Within the last year, the USFWS denied an emergency request to list the
North American race of the Red Knot as Endangered, and the final "90-day
decision" determination is now overdue. (Gee, why would we worry about a bird whose population has dropped from 150K to 13 K in 25 years? Mr. Bush, care to answer that? Didn't think so--JZ)

Red knots (the big ones with the robin-red breasts) at Port Mahon Road. There were maybe 50 birds all told. There should have been a carpet of them. Those days may be forever gone.

Last month, at the meeting of the Atlantic States Marine Fisheries
Commission (ASMFC), the Horseshoe Crab Management Board voted against
imposing a moratorium on Horseshoe Crab take in Delaware Bay. This was
actually against the wishes of Delaware and New Jersey, which both sought
the moratorium. Instead, the Board decided to adopt something called
Addendum IV to the Interstate Fishery Management Plan for Horseshoe Crabs,
which would reduce permit each state's take from 150,000 to 100,000 crabs
and limited the harvest to male crabs. The moratorium would have been an
important step toward securing the survival of the species.
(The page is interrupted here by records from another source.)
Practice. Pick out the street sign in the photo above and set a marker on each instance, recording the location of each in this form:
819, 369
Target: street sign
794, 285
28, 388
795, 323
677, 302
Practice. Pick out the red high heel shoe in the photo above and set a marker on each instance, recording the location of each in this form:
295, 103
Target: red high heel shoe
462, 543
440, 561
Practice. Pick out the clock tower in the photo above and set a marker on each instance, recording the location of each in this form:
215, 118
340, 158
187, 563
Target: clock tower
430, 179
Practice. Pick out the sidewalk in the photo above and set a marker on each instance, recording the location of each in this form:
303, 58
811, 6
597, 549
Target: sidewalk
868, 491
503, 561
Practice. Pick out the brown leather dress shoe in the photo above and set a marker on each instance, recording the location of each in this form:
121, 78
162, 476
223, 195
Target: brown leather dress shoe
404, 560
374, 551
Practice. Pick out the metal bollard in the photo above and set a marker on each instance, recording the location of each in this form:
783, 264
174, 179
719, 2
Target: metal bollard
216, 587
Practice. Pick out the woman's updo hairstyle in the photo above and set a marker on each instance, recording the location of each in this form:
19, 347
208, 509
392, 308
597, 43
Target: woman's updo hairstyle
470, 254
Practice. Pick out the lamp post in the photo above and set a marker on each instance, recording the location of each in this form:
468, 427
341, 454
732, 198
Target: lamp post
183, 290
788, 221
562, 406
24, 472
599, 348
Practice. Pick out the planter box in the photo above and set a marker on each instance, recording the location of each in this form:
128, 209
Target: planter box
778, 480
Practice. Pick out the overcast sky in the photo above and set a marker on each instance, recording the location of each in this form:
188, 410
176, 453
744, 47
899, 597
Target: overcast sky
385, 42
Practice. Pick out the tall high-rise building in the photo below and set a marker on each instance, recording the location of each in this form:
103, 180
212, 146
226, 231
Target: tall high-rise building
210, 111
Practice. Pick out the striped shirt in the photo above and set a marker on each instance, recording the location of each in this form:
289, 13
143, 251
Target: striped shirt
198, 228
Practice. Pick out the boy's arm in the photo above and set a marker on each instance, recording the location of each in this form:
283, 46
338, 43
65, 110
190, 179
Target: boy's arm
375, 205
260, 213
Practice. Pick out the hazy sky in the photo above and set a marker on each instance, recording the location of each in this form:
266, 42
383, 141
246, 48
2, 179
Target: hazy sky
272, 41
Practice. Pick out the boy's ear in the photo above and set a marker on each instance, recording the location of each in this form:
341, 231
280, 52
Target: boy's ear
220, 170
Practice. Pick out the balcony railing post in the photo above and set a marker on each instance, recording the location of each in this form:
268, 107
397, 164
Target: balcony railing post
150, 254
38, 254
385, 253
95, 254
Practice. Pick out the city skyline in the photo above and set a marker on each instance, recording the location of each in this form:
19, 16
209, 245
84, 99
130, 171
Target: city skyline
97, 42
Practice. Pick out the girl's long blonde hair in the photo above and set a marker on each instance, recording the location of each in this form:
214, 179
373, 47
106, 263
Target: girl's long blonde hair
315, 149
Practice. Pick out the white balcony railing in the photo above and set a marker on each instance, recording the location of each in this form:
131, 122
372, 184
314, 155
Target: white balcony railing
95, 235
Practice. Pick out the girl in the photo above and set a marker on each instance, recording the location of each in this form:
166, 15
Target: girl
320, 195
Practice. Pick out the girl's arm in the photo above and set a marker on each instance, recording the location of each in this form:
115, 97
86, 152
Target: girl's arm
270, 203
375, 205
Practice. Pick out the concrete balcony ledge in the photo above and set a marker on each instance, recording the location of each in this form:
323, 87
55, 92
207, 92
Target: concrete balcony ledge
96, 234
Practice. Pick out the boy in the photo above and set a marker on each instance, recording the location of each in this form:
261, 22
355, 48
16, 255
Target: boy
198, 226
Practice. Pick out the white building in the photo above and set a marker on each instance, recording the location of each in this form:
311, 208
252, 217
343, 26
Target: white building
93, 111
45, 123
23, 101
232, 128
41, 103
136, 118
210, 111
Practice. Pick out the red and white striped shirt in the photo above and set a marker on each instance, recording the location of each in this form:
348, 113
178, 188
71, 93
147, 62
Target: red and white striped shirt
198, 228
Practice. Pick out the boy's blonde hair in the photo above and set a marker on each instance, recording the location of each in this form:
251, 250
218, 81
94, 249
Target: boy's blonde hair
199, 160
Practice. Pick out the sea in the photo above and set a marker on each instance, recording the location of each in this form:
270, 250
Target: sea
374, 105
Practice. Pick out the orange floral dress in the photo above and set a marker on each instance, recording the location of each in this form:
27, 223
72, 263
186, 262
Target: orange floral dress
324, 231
Although the Board decision reduced Horseshoe Crab landings for each state,
New Jersey has wisely imposed its own moratorium, meaning that no crabs
will be taken in that state. Delaware has not decided whether it will
implement a full moratorium, but unfortunately Virginia continues to
advocate for the highest possible take of Horseshoe Crabs. At the moment,
Virginia is the largest obstacle to a moratorium.

For more information on the situation, see Defenders of Wildlife.

Off to speak at the Holden Arboretum Saturday. I'm going to poke around, hit an orchid supply house, a Trader Joe's, a Border's...all the things we have none of down here in the foothills. I'm going to take my notebook and scribble some NPR commentaries and maybe a couple of poems. Time alone, it can be a beautiful thing. See you Monday!



Thursday, June 01, 2006

Beach Blanket Baker

Chet Baker had never experienced salt water before our trip to the Delaware shore last weekend. Lake Chautauqua was as close as he had come to any large body of water. The first lesson he had to learn was that it wasn't drinkable. He'd lap a few times, then get this sick look on his face, cough, and throw up. After awhile he wouldn't even pick up a stick thrown into the water, for fear he'd get that yucky stuff in his mouth again. Some retriever he'd make.
The concept he really flashed on, though, was waves. He'd never played in waves. And so, though these waves were indescribably foul, thanks to Delaware's thriving factory chicken farms that pump untold ppm of nitrates into the bay, he romped and played in them. He had a peculiar humpty-backed posture as he skibbled up and down the beach, and a wide grin on his face. It's not hard to tell when a Boston is having a really good time; they grin. This was a dog's idea of heaven: REALLY stinky waves and sand to roll in and a bunch of people laughing along with him.
I let him go in twice in the same day, and then bathed him with a spaghetti pot full of hot soapy water back at the cabin. Clean again, he was ready to play with our fabbo bass/guitar/vocal expert Vincenzo Serafino Mele
and flake out on the cool tile floor of the conservation lab with the kids. As much fun as we had, we're sure Baker had more fun.